A poster stated that your time would have been better spent working or developing a useful trade, instead of d*&king around with $100 for pocket change in profits. However, a practice account (while useful) does not duplicate the actual feeling and flow of making a real money trade. There is no substitute for actual live, real money trading (regardless of the amount you are using). .05/.10 NL is different than a play money NL account.

My first year of swing trading (2012), I probably spent about 1000 hours studying charts, books, blogs, and back testing like crazy (on the weekends, during slow times at work and in the evenings). I then lost 20% for the year (-$2,000). So I spent 1000 hours on a task that cost me $2,000. But I learned a ton. I also developed a trade journal of what I bought and why, for every single trade I made (and continue to do so through this day) which is priceless to me now.

My second year swing trading, I made 25% (so after 2 full years of studying, back testing, analyzing, trading, etc., I was up about $500). My third year, I made 75%. The fourth year, I started day trading securities and doubled (100%) my $25k day trading buyin. The fifth year I moved to options and quadrupled the money I deposited (granted I also lost a ton from my high point, but my year end still resulted in a "quadruple up"). I'm now in my sixth year.

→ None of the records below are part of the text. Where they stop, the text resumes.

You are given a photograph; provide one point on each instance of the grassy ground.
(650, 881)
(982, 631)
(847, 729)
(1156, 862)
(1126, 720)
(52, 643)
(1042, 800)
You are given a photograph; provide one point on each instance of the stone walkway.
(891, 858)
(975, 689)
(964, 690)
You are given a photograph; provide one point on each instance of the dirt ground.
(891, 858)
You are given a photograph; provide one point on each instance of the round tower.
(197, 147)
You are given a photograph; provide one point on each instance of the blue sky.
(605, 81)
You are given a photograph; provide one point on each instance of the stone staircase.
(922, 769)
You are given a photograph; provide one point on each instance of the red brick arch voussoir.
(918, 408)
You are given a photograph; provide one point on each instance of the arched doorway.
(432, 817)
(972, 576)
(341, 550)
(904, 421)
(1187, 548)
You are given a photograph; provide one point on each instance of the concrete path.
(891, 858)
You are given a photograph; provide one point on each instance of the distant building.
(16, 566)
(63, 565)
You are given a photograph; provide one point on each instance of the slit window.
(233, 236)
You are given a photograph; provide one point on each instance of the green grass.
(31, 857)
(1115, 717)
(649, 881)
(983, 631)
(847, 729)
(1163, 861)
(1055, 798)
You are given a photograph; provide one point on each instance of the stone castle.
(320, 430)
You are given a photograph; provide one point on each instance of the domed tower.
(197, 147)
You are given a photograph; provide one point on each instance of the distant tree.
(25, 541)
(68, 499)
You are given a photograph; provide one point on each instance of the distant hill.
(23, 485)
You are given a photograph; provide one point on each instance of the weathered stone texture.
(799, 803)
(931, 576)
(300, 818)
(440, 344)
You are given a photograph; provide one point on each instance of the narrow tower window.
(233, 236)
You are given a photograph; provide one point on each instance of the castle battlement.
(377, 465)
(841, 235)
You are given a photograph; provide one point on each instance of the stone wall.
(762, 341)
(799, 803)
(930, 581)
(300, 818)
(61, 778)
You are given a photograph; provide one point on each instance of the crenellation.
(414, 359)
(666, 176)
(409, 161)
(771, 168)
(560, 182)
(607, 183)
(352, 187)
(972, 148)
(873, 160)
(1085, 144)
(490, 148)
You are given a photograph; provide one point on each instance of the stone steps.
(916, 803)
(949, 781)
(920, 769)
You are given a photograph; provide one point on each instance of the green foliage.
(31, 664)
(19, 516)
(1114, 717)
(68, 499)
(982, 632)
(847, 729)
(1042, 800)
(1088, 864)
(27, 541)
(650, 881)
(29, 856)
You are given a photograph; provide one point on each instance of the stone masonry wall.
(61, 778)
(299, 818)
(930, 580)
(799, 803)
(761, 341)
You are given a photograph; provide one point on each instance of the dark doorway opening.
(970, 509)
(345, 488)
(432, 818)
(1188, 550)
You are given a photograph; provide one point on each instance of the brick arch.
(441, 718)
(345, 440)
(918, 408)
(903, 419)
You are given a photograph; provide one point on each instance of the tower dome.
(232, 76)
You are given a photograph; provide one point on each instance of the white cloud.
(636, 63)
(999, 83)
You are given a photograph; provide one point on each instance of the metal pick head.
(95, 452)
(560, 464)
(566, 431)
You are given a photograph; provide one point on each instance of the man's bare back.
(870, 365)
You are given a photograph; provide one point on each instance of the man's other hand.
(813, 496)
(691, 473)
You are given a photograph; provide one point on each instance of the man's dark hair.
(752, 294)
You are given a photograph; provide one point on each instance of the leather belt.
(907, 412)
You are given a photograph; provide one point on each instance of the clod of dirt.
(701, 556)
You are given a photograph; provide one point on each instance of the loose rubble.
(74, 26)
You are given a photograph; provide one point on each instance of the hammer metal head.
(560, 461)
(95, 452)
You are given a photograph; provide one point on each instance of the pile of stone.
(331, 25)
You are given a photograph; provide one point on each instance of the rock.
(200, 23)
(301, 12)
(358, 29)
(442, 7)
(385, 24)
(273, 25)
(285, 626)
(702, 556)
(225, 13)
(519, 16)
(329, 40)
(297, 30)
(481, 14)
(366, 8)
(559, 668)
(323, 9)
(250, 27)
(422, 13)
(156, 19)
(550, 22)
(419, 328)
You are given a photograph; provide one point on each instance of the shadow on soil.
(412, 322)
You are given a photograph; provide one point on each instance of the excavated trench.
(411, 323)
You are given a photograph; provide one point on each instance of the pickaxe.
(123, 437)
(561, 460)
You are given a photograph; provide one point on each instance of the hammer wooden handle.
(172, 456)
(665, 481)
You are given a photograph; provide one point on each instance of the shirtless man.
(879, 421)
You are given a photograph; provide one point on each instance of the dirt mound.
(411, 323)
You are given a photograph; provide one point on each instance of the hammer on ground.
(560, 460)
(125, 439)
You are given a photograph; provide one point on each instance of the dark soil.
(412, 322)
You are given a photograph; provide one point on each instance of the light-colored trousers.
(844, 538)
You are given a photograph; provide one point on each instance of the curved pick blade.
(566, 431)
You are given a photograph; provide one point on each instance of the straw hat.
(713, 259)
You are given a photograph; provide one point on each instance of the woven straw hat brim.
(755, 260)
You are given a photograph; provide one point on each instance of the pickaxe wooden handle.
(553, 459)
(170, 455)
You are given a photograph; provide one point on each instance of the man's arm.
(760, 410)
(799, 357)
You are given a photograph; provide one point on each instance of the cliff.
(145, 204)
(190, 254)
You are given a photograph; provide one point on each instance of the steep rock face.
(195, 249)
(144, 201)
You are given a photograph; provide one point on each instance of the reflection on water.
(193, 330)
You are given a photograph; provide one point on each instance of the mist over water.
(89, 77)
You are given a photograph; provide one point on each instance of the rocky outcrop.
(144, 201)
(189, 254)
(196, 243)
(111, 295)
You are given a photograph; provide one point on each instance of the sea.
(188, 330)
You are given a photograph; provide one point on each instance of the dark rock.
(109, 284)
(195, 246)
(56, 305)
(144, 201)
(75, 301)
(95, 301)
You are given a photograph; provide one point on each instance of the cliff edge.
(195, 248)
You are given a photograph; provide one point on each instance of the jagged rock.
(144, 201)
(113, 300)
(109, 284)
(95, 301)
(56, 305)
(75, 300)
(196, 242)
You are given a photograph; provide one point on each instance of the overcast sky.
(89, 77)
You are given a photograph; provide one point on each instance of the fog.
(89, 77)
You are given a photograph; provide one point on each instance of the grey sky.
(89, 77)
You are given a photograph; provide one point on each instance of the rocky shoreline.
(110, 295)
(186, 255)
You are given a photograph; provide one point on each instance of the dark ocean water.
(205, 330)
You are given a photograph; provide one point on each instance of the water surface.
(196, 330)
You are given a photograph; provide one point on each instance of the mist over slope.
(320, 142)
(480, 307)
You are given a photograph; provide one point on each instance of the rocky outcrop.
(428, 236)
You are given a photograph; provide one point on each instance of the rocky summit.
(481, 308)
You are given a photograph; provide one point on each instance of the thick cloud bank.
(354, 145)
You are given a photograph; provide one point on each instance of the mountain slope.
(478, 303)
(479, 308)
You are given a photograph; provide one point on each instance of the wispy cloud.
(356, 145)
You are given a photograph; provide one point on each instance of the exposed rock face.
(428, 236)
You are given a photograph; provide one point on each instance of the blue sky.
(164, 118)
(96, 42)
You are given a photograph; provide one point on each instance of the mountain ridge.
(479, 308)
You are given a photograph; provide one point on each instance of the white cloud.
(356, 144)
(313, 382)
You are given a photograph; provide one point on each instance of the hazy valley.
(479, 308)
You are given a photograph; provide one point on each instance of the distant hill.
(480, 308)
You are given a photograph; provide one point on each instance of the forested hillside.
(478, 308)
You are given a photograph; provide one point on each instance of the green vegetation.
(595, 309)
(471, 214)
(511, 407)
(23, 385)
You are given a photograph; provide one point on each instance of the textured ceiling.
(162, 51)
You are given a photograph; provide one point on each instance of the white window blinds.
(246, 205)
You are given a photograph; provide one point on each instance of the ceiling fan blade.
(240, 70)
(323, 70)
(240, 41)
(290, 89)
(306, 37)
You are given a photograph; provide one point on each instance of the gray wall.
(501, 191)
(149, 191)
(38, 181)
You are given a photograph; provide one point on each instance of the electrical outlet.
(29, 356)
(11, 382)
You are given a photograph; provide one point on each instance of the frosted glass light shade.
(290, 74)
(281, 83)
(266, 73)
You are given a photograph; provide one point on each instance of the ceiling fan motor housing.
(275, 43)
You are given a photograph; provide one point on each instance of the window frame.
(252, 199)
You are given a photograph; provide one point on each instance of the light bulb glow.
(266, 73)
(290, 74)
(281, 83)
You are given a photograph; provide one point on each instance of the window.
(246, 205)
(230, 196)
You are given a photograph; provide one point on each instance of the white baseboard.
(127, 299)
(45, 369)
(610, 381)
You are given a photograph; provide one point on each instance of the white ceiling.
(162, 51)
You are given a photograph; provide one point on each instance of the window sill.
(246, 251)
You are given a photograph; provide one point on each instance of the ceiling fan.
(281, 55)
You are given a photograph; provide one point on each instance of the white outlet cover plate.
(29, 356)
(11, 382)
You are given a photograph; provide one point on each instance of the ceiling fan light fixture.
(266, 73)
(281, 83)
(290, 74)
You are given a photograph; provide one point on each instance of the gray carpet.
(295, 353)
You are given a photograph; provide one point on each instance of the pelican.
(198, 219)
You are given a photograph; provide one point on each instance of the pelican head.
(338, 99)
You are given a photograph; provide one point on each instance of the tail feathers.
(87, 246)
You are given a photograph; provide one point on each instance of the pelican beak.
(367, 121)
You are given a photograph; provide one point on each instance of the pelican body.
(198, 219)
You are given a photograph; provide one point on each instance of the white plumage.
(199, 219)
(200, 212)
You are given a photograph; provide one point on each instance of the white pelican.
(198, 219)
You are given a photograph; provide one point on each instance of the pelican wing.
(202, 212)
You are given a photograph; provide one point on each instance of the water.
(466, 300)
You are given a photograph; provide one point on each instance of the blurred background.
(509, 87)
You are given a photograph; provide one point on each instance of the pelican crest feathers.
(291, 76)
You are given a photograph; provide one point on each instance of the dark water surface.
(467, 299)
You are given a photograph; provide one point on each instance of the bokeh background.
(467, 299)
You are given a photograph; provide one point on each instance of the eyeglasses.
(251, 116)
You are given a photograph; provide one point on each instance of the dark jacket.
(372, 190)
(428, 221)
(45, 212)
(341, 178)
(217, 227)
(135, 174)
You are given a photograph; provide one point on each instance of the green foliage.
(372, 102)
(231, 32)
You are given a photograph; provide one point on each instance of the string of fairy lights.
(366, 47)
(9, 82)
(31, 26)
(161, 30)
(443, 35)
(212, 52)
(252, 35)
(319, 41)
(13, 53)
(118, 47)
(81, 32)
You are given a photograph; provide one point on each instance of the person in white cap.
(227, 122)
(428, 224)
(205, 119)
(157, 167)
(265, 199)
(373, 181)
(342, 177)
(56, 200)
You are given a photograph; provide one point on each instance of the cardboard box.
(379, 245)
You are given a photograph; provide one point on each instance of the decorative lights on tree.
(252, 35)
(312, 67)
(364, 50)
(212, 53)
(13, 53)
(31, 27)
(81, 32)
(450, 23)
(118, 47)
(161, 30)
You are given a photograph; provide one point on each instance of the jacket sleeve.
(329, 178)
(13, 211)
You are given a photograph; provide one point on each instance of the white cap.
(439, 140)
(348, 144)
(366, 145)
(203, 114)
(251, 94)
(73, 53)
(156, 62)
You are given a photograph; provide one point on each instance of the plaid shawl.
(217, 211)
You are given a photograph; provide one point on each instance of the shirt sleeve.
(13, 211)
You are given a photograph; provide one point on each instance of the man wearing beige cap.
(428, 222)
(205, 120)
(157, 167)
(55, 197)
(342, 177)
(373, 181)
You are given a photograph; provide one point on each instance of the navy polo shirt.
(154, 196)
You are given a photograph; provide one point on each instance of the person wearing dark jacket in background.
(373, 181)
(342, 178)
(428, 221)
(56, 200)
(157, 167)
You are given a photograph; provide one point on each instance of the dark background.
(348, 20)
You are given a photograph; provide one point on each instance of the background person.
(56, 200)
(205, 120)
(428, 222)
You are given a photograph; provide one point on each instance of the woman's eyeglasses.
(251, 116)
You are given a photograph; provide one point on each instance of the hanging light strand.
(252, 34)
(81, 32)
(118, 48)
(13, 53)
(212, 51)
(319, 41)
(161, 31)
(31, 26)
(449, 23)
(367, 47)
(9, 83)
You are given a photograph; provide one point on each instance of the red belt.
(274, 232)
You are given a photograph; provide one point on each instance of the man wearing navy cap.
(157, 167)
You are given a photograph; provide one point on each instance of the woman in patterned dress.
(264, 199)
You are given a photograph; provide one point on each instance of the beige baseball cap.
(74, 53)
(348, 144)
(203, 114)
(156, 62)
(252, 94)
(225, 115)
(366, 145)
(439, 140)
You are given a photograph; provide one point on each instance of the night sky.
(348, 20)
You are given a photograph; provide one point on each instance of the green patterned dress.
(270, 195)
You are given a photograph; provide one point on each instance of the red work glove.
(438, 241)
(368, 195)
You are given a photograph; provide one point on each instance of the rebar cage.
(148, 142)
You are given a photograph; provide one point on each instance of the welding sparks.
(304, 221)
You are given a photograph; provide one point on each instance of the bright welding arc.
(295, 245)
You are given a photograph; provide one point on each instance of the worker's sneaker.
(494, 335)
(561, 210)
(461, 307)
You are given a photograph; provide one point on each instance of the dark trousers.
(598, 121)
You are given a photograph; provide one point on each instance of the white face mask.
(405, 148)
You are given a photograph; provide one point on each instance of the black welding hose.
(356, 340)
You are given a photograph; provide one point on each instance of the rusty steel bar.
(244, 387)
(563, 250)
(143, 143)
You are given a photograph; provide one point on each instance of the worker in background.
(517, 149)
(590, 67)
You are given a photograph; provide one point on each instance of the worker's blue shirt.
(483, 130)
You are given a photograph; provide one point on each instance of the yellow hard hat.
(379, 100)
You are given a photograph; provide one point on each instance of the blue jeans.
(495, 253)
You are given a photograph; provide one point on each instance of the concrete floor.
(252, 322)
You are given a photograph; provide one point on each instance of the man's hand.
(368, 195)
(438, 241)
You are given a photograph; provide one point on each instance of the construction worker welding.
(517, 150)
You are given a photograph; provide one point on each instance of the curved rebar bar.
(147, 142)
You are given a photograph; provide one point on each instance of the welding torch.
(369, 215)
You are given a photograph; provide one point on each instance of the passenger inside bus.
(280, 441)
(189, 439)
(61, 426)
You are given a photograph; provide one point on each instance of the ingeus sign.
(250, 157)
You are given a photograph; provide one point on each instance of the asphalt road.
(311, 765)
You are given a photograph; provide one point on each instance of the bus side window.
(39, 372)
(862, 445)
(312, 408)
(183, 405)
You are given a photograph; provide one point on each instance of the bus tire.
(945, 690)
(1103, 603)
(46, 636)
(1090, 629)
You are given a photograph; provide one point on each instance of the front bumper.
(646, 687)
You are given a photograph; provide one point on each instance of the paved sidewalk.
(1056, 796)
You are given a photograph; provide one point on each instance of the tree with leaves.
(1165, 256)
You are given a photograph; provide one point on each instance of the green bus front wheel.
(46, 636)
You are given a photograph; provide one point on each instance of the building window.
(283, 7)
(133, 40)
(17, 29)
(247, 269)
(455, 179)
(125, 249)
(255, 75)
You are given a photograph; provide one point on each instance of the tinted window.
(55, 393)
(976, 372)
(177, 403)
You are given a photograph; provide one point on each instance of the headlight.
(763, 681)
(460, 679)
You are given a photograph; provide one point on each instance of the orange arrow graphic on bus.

I look at my first year of trading much like a year of law school. I spent a ton of time studying, but received no actual tangible value for the $20k I spent in tuition. There was also no guarantee that if I quit after one year of law school that I would ever gain any tangible income from that time (and in fact it's actually more difficult to find a job when you only have a year or two of law school, but don't finish). But I gained knowledge. I gained the ability to sit and intensely focus on a single difficult and stressful task for long periods of time.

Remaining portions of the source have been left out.